There was a little girl with some sort of primary-colored wheeled conveyance, and Conrad naturally decided he should be driving it. She wasn’t playing with it at the moment, and he sprinted across the playground, climbed on top of it and started to peddle away.

Now I know he’s only two, but I want him to understand that you don’t just get to grab everything you see. And by the look on the little girl’s face, I could tell she wasn’t particularly happy that this sweaty little boy was absconding with her vehicle. So I said, “Conrad, please give that back to her.”

To which her grandmother replied, “No, he can ride it. Can’t he, honey? You need to share.”
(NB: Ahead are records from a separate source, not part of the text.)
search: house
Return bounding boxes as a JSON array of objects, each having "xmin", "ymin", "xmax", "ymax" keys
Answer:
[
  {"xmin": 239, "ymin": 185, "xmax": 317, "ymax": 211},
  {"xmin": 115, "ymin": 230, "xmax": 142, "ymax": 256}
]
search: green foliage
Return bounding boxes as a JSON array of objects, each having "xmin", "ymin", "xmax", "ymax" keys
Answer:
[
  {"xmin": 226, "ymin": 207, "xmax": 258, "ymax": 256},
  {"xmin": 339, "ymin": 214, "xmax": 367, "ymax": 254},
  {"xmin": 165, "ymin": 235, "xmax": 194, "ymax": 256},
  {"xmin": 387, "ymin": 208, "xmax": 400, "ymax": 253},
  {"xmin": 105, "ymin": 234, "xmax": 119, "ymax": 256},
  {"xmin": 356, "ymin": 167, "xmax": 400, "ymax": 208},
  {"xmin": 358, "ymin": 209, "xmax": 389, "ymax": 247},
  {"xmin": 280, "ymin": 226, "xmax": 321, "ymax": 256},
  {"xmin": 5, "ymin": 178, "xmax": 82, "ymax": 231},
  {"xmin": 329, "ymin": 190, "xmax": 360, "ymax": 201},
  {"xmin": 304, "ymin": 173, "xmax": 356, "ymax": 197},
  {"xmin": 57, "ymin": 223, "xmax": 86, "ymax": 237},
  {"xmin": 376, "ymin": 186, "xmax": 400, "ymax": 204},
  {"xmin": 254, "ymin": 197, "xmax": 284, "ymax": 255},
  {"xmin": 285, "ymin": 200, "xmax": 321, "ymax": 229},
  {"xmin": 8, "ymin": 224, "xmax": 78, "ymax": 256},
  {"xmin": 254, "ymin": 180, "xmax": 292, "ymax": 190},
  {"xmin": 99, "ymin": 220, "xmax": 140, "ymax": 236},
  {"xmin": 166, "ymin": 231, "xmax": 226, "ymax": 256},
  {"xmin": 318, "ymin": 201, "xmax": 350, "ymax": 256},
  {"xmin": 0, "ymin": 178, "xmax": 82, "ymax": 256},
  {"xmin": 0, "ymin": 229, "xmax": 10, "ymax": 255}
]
First of all, don’t go turning my lesson about not taking other people’s stuff into your lesson about sharing. I’ve just told my son to do something. Please don’t tell him he doesn’t have to, since, you know, you’re not his parent and all.

Second, do you really want your child to grow up thinking it’s okay to just take other people’s stuff? Or that if someone wants to take your stuff you need to let them? I know the instinct is right, but maybe we need to be teaching the toddlers that you should share your stuff when the other person asks, not when the other person just grabs.